Saturday, January 1, 2011

True Crime and Ann Rule

Every Breath You Take: A True Story of Obsession, Revenge, and Murder by Ann Rule
2001
Weight: 12 oz
Method of Disposal: Donated to the AKF



I tend to inherit Ann Rule books from my stepmother. She reads everything the woman comes out with, but she is not interested in clutter so she passes the books on just as soon as she completes them. I am not sure that I had ever heard of Ann Rule before I met my stepmother. That is pretty impressive since she is the most well-known true crime author around.

I have mixed feelings about true crime that grows less mixed as I get older. I am not sure if I should have so much insight into all the violence. At what point do I cross the line between natural interest, education, and compassion to using tragedy as entertainment?

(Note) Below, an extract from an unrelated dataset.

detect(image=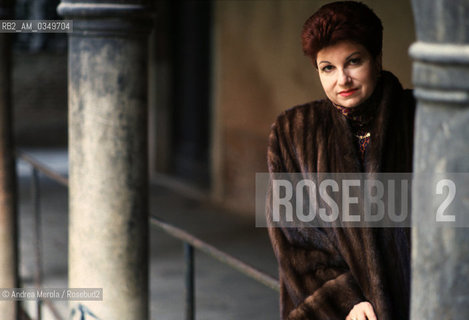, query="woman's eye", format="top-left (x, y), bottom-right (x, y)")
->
top-left (349, 58), bottom-right (361, 65)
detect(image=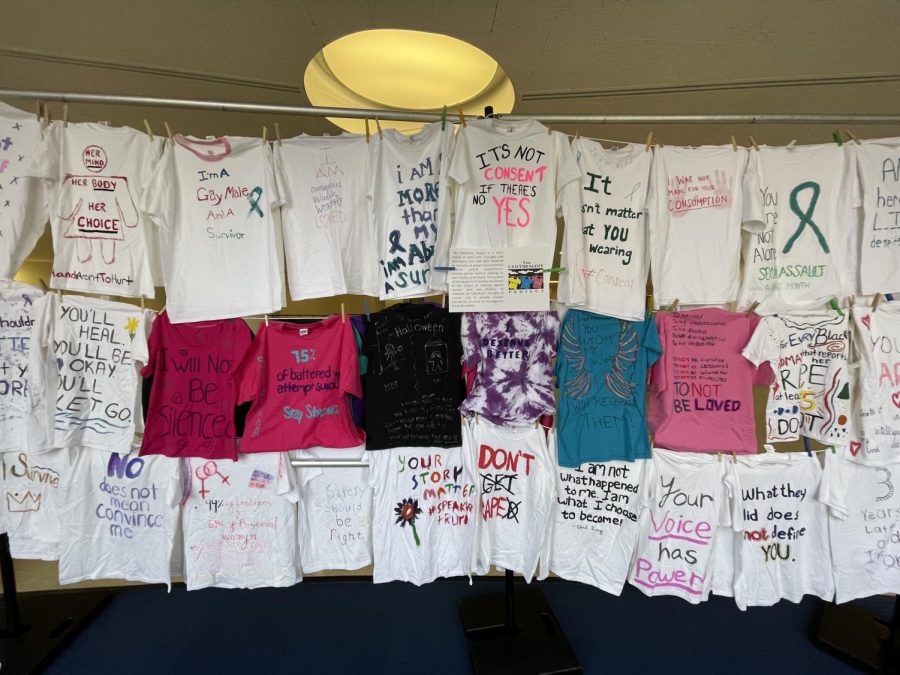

This book is somewhat unusual in that the woman who died told her friends to contact Ann Rule to write her story if her ex killed her. She knew it would probably happen. How painful and hopeless to know in your heart that you will be murdered but to not know when or how it will be done. This is one of the many horrors of domestic violence. I think that is where the value of this little mass market paperback lays. It shows the world how serious, how scary, and deadly it really is to be in an abusive relationship. It shows people how dangerous it can be to leave the relationship that is killing you. It forces the reader to recognize a very real problem in the world. There are other ways to get this information, but this book may get to people who are not looking for it. I hope it does. The book does not offer information about dv outside this one woman’s experience so its lesson only goes so far, but it is there.

Ann Rule books are not the type you read again. I am always surprised I made it through it—not due to her writing or research, but because of the terrible things she writes about. I am passing it on now, as I should have done long ago.